Composting Theory Vs. Composting Reality!

Adding Wood Ash To Our Compost Heaps

We are enthusiastic composters. We’ve got (and read) a couple of books on how to compost and have a reasonably firm grasp of the principles. We’ve built five compost bays out of wooden pallets. We invested in a ‘Hot Bin’ to compost our kitchen vegetable scraps, because our local council doesn’t collect food waste. But, but, but it’s all still rather unsatisfactory …

We generate a huge amount of compostable material. Far too much to be manageable in fact and what’s worse, it arrives at the wrong time. In the summer, we put a tiny fraction of our grass cuttings onto the compost heap. There’s just far, far too much of it and our heap would rapidly turn into a black sludge if any but a tiny fraction went onto it.

Right now, we’ve just started the winter cut back of our herbaceous plants. Again, we’re generating huge quantities of compostable materials. But in the same way that the summer produces a glut of ‘green’, the winter creates a glut of ‘brown’.

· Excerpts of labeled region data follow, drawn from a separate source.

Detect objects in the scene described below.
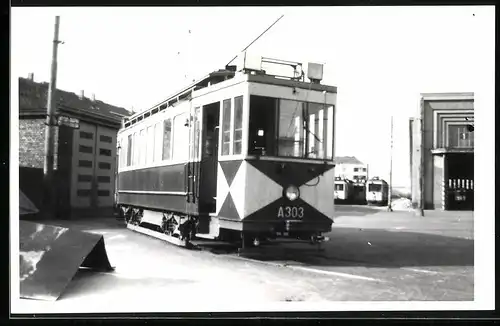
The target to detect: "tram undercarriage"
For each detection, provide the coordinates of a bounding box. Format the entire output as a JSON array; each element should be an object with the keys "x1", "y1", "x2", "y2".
[{"x1": 118, "y1": 206, "x2": 329, "y2": 250}]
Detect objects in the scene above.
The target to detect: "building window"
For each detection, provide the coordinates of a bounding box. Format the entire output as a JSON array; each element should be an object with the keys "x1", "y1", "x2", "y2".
[
  {"x1": 154, "y1": 122, "x2": 163, "y2": 162},
  {"x1": 78, "y1": 160, "x2": 92, "y2": 168},
  {"x1": 99, "y1": 162, "x2": 111, "y2": 170},
  {"x1": 146, "y1": 126, "x2": 155, "y2": 164},
  {"x1": 78, "y1": 174, "x2": 92, "y2": 182},
  {"x1": 76, "y1": 189, "x2": 90, "y2": 197},
  {"x1": 97, "y1": 190, "x2": 109, "y2": 197},
  {"x1": 222, "y1": 99, "x2": 231, "y2": 155},
  {"x1": 99, "y1": 148, "x2": 111, "y2": 156},
  {"x1": 127, "y1": 135, "x2": 132, "y2": 166},
  {"x1": 137, "y1": 129, "x2": 146, "y2": 165},
  {"x1": 99, "y1": 135, "x2": 113, "y2": 143},
  {"x1": 80, "y1": 131, "x2": 94, "y2": 139},
  {"x1": 97, "y1": 175, "x2": 111, "y2": 183},
  {"x1": 79, "y1": 145, "x2": 94, "y2": 154},
  {"x1": 233, "y1": 96, "x2": 243, "y2": 155},
  {"x1": 132, "y1": 132, "x2": 140, "y2": 166},
  {"x1": 248, "y1": 95, "x2": 333, "y2": 159},
  {"x1": 448, "y1": 125, "x2": 474, "y2": 148},
  {"x1": 162, "y1": 118, "x2": 172, "y2": 160}
]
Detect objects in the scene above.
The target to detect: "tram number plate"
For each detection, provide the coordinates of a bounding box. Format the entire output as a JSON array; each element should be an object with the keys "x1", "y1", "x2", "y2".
[{"x1": 278, "y1": 206, "x2": 304, "y2": 219}]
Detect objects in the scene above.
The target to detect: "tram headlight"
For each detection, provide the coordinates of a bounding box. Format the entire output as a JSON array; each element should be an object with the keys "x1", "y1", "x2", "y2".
[{"x1": 285, "y1": 186, "x2": 299, "y2": 201}]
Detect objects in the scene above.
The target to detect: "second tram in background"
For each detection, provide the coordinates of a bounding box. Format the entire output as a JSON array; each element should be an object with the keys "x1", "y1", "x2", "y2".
[
  {"x1": 116, "y1": 53, "x2": 337, "y2": 246},
  {"x1": 366, "y1": 177, "x2": 389, "y2": 206}
]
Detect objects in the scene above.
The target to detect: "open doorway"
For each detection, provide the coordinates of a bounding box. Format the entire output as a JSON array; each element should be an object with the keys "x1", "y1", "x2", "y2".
[{"x1": 200, "y1": 102, "x2": 220, "y2": 214}]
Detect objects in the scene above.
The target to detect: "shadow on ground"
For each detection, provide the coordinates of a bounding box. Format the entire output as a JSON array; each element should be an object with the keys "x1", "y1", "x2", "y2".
[
  {"x1": 335, "y1": 205, "x2": 381, "y2": 217},
  {"x1": 202, "y1": 227, "x2": 474, "y2": 268},
  {"x1": 59, "y1": 269, "x2": 197, "y2": 300}
]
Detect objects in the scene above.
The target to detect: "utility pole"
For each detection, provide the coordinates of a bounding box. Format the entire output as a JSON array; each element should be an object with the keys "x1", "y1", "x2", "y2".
[
  {"x1": 416, "y1": 98, "x2": 425, "y2": 216},
  {"x1": 43, "y1": 16, "x2": 60, "y2": 218},
  {"x1": 387, "y1": 116, "x2": 393, "y2": 212}
]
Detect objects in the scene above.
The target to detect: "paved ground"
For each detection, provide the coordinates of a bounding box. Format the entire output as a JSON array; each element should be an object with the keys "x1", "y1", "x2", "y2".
[{"x1": 13, "y1": 206, "x2": 474, "y2": 312}]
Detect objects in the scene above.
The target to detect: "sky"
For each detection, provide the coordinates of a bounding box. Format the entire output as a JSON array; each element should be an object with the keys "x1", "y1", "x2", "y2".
[{"x1": 11, "y1": 6, "x2": 495, "y2": 187}]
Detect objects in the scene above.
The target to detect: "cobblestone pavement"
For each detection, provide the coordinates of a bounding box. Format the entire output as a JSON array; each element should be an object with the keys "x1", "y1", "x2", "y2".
[{"x1": 13, "y1": 206, "x2": 474, "y2": 312}]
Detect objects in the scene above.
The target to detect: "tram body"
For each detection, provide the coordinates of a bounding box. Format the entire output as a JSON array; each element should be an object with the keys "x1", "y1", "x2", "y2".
[
  {"x1": 116, "y1": 54, "x2": 337, "y2": 245},
  {"x1": 366, "y1": 177, "x2": 389, "y2": 206},
  {"x1": 334, "y1": 177, "x2": 354, "y2": 204}
]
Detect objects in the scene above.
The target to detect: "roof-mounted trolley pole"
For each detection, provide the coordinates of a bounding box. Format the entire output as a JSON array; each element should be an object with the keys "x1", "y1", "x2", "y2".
[
  {"x1": 226, "y1": 15, "x2": 285, "y2": 67},
  {"x1": 43, "y1": 16, "x2": 61, "y2": 219}
]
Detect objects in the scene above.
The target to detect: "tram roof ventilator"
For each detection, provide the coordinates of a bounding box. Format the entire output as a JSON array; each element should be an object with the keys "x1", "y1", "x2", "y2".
[
  {"x1": 236, "y1": 52, "x2": 323, "y2": 84},
  {"x1": 122, "y1": 51, "x2": 323, "y2": 128}
]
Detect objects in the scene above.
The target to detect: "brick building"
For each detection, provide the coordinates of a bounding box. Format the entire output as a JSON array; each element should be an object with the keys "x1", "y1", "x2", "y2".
[
  {"x1": 409, "y1": 93, "x2": 474, "y2": 210},
  {"x1": 19, "y1": 74, "x2": 131, "y2": 218}
]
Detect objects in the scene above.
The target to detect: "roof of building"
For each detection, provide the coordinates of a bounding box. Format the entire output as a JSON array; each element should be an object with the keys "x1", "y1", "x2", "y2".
[
  {"x1": 420, "y1": 92, "x2": 474, "y2": 101},
  {"x1": 19, "y1": 77, "x2": 132, "y2": 123},
  {"x1": 335, "y1": 156, "x2": 363, "y2": 164}
]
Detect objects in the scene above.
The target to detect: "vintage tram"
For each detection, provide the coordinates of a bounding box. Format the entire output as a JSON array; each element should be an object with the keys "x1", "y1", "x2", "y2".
[
  {"x1": 366, "y1": 177, "x2": 389, "y2": 206},
  {"x1": 116, "y1": 53, "x2": 337, "y2": 246},
  {"x1": 334, "y1": 177, "x2": 354, "y2": 204}
]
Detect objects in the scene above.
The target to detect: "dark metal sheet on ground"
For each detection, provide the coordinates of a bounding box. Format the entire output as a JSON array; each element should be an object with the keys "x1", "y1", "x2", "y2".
[
  {"x1": 19, "y1": 189, "x2": 38, "y2": 215},
  {"x1": 19, "y1": 221, "x2": 113, "y2": 301}
]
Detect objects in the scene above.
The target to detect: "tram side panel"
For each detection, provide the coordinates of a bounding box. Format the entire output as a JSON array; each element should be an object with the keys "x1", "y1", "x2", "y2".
[{"x1": 217, "y1": 158, "x2": 334, "y2": 236}]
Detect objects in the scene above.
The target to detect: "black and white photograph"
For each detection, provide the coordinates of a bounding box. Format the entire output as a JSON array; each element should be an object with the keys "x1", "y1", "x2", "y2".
[{"x1": 10, "y1": 6, "x2": 495, "y2": 315}]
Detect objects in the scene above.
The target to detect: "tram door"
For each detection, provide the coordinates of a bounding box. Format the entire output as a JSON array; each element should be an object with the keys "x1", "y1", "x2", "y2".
[{"x1": 200, "y1": 102, "x2": 220, "y2": 213}]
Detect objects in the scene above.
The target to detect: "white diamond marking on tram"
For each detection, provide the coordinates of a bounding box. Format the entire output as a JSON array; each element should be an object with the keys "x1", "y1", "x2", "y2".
[
  {"x1": 244, "y1": 164, "x2": 283, "y2": 216},
  {"x1": 216, "y1": 163, "x2": 229, "y2": 215},
  {"x1": 229, "y1": 161, "x2": 248, "y2": 218}
]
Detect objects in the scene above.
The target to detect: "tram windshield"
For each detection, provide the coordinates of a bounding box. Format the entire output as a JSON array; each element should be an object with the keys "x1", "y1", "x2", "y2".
[{"x1": 248, "y1": 95, "x2": 333, "y2": 160}]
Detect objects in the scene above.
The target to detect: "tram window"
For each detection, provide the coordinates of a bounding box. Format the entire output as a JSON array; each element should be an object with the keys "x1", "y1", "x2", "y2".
[
  {"x1": 307, "y1": 103, "x2": 326, "y2": 158},
  {"x1": 325, "y1": 106, "x2": 334, "y2": 160},
  {"x1": 162, "y1": 118, "x2": 172, "y2": 160},
  {"x1": 138, "y1": 129, "x2": 146, "y2": 165},
  {"x1": 233, "y1": 96, "x2": 243, "y2": 154},
  {"x1": 249, "y1": 96, "x2": 333, "y2": 159},
  {"x1": 154, "y1": 122, "x2": 163, "y2": 162},
  {"x1": 132, "y1": 132, "x2": 138, "y2": 166},
  {"x1": 222, "y1": 99, "x2": 231, "y2": 155}
]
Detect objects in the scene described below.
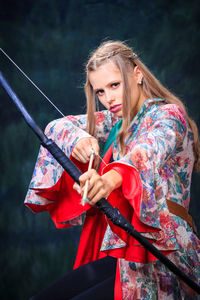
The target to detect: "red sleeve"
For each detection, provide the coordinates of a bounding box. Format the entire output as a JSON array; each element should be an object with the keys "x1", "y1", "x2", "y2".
[{"x1": 26, "y1": 158, "x2": 91, "y2": 228}]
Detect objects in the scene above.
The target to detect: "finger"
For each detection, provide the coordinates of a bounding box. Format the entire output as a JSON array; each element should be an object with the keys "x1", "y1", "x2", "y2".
[
  {"x1": 73, "y1": 182, "x2": 81, "y2": 194},
  {"x1": 91, "y1": 138, "x2": 100, "y2": 155},
  {"x1": 72, "y1": 148, "x2": 89, "y2": 163}
]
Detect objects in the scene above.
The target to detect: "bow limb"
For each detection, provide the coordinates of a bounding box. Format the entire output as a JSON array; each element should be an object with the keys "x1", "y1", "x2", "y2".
[{"x1": 0, "y1": 72, "x2": 200, "y2": 294}]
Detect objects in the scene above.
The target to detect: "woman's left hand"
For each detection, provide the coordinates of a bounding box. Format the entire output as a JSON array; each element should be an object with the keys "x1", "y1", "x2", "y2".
[{"x1": 73, "y1": 169, "x2": 122, "y2": 205}]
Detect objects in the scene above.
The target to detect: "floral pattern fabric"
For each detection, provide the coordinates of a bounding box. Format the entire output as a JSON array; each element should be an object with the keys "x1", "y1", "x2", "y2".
[{"x1": 25, "y1": 99, "x2": 200, "y2": 300}]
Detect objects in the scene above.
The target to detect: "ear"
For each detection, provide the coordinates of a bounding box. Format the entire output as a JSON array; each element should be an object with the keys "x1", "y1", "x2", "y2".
[{"x1": 133, "y1": 66, "x2": 144, "y2": 84}]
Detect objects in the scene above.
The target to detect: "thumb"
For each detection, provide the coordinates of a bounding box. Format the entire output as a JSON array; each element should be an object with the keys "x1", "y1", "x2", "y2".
[{"x1": 91, "y1": 138, "x2": 100, "y2": 155}]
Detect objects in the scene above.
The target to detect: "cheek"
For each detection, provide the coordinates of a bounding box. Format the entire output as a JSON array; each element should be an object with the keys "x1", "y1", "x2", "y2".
[{"x1": 98, "y1": 97, "x2": 108, "y2": 108}]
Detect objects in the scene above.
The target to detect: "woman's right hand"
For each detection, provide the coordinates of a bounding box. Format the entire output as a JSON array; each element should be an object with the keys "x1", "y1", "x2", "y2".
[{"x1": 72, "y1": 137, "x2": 99, "y2": 169}]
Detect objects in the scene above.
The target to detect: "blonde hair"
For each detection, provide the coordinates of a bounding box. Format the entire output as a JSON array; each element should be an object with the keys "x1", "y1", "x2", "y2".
[{"x1": 85, "y1": 41, "x2": 200, "y2": 170}]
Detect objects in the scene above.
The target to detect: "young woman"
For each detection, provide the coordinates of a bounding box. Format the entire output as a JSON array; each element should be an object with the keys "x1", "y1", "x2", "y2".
[{"x1": 25, "y1": 41, "x2": 200, "y2": 300}]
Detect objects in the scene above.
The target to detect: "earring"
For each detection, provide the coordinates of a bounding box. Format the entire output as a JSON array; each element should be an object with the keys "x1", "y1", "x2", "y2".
[{"x1": 138, "y1": 78, "x2": 143, "y2": 85}]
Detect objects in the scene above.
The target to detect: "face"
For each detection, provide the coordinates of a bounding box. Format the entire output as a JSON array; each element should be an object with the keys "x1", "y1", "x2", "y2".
[{"x1": 89, "y1": 61, "x2": 144, "y2": 117}]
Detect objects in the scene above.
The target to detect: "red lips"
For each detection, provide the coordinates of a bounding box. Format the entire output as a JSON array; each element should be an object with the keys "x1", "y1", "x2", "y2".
[{"x1": 110, "y1": 104, "x2": 122, "y2": 113}]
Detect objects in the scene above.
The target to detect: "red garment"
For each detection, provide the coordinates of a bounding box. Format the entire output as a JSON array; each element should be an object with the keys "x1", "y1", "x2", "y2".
[{"x1": 26, "y1": 146, "x2": 170, "y2": 300}]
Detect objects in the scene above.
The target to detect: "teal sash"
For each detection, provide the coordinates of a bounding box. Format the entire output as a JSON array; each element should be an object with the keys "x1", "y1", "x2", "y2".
[{"x1": 103, "y1": 119, "x2": 122, "y2": 157}]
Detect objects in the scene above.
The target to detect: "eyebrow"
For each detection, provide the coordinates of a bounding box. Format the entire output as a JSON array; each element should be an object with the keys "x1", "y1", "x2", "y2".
[{"x1": 93, "y1": 80, "x2": 121, "y2": 93}]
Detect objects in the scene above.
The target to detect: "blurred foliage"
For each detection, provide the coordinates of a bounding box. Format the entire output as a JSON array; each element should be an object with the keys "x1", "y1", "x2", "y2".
[{"x1": 0, "y1": 0, "x2": 200, "y2": 300}]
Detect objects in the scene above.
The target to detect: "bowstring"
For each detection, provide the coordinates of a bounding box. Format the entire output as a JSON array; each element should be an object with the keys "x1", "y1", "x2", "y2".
[
  {"x1": 0, "y1": 48, "x2": 107, "y2": 166},
  {"x1": 0, "y1": 48, "x2": 65, "y2": 117}
]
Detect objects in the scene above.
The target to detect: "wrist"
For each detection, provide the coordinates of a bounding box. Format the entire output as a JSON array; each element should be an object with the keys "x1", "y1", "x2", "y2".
[{"x1": 102, "y1": 170, "x2": 122, "y2": 190}]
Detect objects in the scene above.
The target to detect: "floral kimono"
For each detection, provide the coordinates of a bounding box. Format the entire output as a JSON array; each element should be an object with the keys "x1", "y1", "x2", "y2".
[{"x1": 25, "y1": 98, "x2": 200, "y2": 300}]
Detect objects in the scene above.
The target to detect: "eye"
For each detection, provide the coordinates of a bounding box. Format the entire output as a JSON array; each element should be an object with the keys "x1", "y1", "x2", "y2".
[
  {"x1": 96, "y1": 90, "x2": 104, "y2": 96},
  {"x1": 111, "y1": 82, "x2": 119, "y2": 89}
]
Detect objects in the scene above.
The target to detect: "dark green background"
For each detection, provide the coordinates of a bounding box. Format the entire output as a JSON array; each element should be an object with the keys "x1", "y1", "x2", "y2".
[{"x1": 0, "y1": 0, "x2": 200, "y2": 300}]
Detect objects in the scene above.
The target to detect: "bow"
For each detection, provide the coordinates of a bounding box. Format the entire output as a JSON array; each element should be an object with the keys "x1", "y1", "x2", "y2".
[{"x1": 0, "y1": 72, "x2": 200, "y2": 294}]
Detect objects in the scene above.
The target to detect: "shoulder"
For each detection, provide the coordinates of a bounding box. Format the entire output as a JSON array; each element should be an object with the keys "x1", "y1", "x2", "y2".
[
  {"x1": 95, "y1": 110, "x2": 118, "y2": 125},
  {"x1": 150, "y1": 103, "x2": 188, "y2": 131},
  {"x1": 155, "y1": 104, "x2": 187, "y2": 127}
]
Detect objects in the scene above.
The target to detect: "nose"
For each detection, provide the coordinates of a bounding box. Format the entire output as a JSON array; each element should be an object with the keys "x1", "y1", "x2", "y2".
[{"x1": 105, "y1": 91, "x2": 115, "y2": 104}]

Another problem we have is that the composting process itself is just so darn slow! We turn our heaps probably three times per year. It’s a big job and I really don’t think we could manage it any more frequently. We carefully layer the heap, trying to mix green with brown. We water the heaps when they are dry. We try to keep them in full sun. Even so, we think it takes about two years to move from raw material to usable compost.

Overall then and much to our frustration, we generate far, far less usable compost than we ought and we consequently spend a small fortune each year buying bags of compost from our local garden centre.

How to improve our composting? We probably need huge composting bays, far, far bigger than our wooden-pallet efforts. But even then I can see no way round the slowness of the process, other than by making a significant investment in a shredder. A decent petrol shredder costs at least £1,500 but only by shredding all the material that goes onto the heaps, do I see any way significantly to speed-up our painfully slow composting process.